A meia-lua com bicos apontados para o céu, pachorentemente posicionada rente a montanha, ao meio da ilha de Santo Antão, compondo um belo quadro de contrastes indescritíveis, lhe apontava um rumo. Seria uma Afrodite ou sósia sua que o convocava para prosa incerta. Limitado pela sua condição de ilhéu, que ora constituia de certo modo uma vantagem, Léo desvencilhou-se da cidade e, minutos depois estava a sós com as pacíficas silhuetas negras das montanhas. Inadvertidamente, uma breve e parca lágrima rolara do canto do seu olho direito. Pensou: há de ser da brisa. Suspirou e, como um voice over num black screen escrevera com a a sua potente e embaçada voz interior:
‘Quisera amiga que cá estivesses. Não precisavas estar perto. Bastava que estivesses viva, que a imagem consoladora da tua mão penetrando suavemente a carne dolorida do meu peito, massageando esse meu coração que te comoveu, para que a solidão assumisse a sua condição natural e pudesse somar inconscientemente mais um dia à minha existência. No entanto, teimas com essa mão inerte sob essa face lívida como se tua vida, humana que fora, fosse apenas paz. Estivesses aqui, digo algures, falar-te-ia, ouvisses ou não, das lágrimas verdadeiras que chorei por uma mulher na calada da noite.
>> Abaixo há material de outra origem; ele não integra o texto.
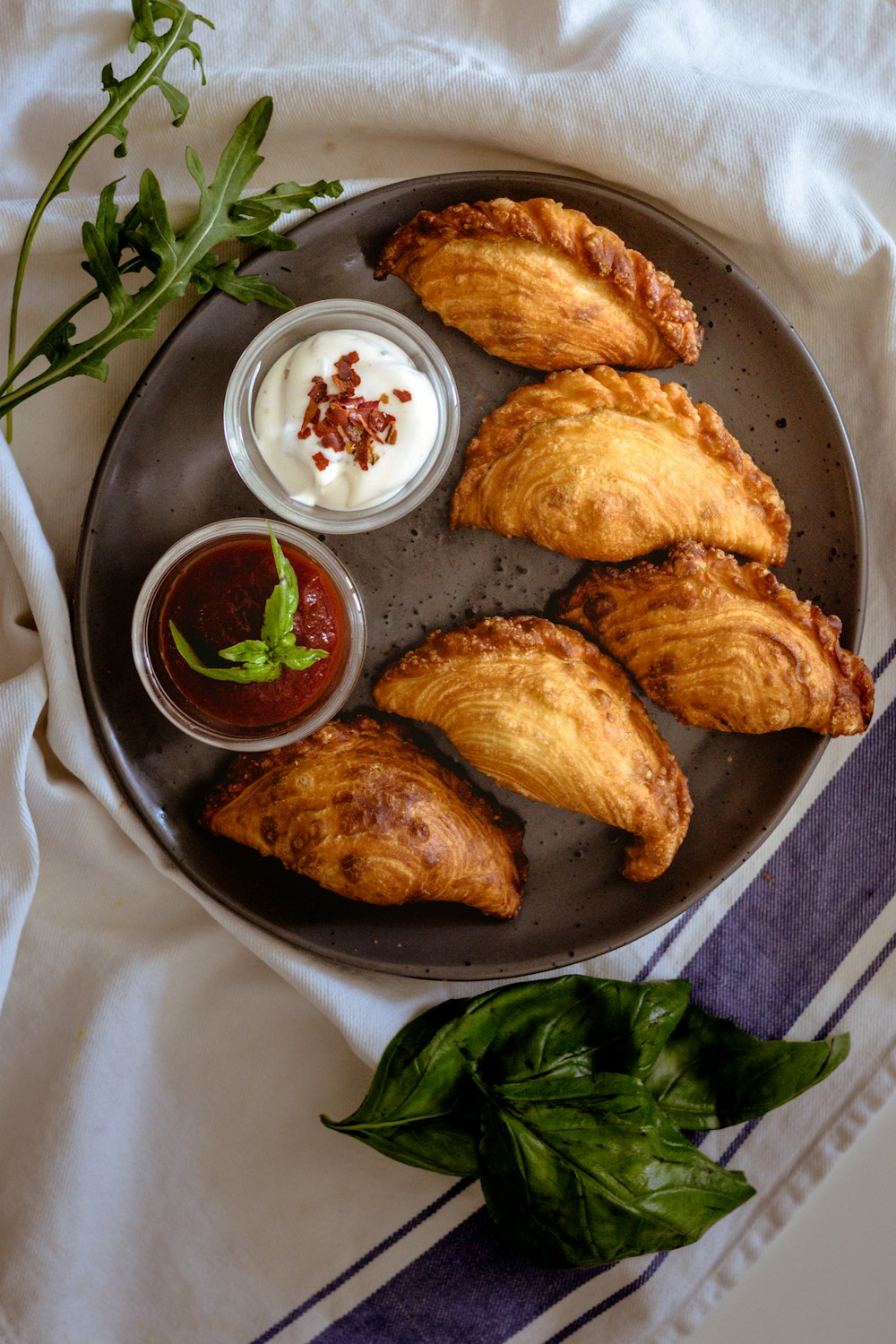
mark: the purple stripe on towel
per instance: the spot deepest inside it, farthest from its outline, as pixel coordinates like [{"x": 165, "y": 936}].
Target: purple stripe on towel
[{"x": 826, "y": 883}]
Eu que, como bem sabes, guardo séculos de lágrimas nas fibras contraídas das minhas têmporas. Pois, veja que chorei e solucei de felicidade por ter visto, creio eu, a felicidade no rosto de uma amiga. Ou teria chorado por mim? Eu que ainda não chorei por ti. Ou talvez o tenha feito sem que o saiba. Ficarias contente em saber dos meus recentes desamores e dos meus mais recentes pesadelos nocturnos, não pela minha infelicidade, mas pela confiança que te dedico. Tenho me consolado com a voz do mar. Não recordo ter-te confidenciado essa minha excentricidade banal. De qualquer modo a lua sumiu e, na imensidão de estrelas, nesse imprevisto céu de Março, acredito ter-te visto brilhar no céu. Por isso me calo...’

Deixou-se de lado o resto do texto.